Ironically, Jackson had emerged on the music scene just as the "black is beautiful" movement was becoming all the rage. In 1968, the Jackson brothers made a demo tape in which Michael, then 10, sported an Afro and danced like James Brown. He was a handsome little man, black and proud. He had soul, and he was super-bad.
And in a little more than 10 years, he would start looking like a white woman.
Margo Jefferson, the author of On Michael Jackson, called him a "postmodern shape-shifter." But the history of race and skin color in America suggests something more pathological.
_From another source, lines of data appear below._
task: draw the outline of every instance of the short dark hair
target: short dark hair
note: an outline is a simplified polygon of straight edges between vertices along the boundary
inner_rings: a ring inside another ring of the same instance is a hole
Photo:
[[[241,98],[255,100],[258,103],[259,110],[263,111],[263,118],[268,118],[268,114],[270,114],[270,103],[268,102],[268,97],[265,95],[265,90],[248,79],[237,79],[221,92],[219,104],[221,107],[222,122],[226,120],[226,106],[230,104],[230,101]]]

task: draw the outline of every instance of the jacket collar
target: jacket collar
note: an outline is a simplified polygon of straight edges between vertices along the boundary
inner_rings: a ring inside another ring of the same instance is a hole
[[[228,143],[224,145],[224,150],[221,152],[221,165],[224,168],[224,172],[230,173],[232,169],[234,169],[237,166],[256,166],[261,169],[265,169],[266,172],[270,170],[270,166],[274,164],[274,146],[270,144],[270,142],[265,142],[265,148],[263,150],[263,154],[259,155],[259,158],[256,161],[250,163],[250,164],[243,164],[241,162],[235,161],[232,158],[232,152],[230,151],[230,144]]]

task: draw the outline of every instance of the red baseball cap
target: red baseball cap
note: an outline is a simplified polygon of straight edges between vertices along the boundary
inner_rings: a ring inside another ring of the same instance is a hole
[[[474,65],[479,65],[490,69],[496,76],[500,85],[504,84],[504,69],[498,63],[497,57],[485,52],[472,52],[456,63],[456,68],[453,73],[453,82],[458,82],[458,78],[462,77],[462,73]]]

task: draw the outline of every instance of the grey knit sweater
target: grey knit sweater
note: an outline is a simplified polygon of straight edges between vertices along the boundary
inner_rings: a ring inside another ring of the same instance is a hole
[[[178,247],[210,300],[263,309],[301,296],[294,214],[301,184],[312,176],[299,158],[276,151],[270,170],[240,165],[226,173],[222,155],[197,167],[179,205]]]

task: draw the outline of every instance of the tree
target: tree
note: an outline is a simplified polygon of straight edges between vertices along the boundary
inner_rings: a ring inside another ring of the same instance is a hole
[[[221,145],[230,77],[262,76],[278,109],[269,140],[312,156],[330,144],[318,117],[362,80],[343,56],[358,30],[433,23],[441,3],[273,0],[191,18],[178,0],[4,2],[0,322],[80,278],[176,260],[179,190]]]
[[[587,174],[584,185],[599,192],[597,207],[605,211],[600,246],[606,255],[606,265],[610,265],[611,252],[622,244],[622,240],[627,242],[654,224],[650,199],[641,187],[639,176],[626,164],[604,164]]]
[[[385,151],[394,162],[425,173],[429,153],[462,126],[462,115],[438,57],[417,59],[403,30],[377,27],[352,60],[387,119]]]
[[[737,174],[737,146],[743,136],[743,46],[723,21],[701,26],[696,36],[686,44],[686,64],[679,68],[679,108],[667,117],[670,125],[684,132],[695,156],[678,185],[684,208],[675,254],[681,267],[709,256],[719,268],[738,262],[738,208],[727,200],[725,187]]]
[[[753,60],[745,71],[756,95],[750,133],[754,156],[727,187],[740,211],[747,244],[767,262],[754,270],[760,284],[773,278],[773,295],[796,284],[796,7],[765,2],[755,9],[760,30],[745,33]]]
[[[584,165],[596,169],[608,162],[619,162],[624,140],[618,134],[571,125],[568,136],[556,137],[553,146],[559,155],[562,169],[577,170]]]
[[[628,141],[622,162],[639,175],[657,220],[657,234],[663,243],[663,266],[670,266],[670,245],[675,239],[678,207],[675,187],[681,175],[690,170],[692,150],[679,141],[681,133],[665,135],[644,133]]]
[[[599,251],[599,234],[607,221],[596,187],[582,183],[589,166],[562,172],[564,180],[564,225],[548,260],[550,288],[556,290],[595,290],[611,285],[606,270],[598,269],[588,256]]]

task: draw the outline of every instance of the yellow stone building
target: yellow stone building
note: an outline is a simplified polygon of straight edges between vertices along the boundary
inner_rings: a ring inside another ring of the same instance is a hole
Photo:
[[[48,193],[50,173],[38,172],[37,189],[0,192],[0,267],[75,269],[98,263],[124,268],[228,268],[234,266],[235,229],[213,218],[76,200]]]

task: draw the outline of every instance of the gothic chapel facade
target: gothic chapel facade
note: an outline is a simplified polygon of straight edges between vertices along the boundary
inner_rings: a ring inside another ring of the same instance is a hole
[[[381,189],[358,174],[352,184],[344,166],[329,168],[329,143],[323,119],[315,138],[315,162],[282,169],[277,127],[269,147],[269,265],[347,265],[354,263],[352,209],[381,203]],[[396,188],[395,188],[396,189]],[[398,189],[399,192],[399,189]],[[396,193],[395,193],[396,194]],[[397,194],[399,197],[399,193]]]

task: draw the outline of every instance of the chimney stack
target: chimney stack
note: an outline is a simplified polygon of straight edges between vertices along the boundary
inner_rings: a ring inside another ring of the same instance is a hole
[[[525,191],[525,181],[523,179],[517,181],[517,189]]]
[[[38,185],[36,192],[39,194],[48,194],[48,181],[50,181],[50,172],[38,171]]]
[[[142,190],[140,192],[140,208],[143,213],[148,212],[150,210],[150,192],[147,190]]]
Evidence abounds that self-loathing can have dire consequences. Young black men, for instance, have killed other black men just because they didn't like the looks on their faces - faces that, more often than not, resembled their own.
Jackson obviously did not like the black man he saw in the mirror.
Studies have shown that many African Americans obsess about facial features and skin color that conflict with images of beauty promoted in the mass media - images that are usually based on some notion of a white ideal.
Black people spend as much as five times more on personal-care products as do whites, according to some surveys, with skin-lighteners high on the list.
"The word was that Michael had vitiligo, which started on his hand and around his fingertips," said Cheryl Burgess, a dermatologist in Washington who is part of an elite circle of skin specialists that includes one of Jackson's dermatologists. "Eventually, though, he opted for a treatment that involved complete depigmentation. One day, I looked up, and Michael was almost white."
Although the condition affects only the skin, the definition of vitiligo seems to reflect Jackson's mental state as well: autoimmunity in which the body attempts to reject its pigment cells. It was as if Jackson had become vitiligo personified.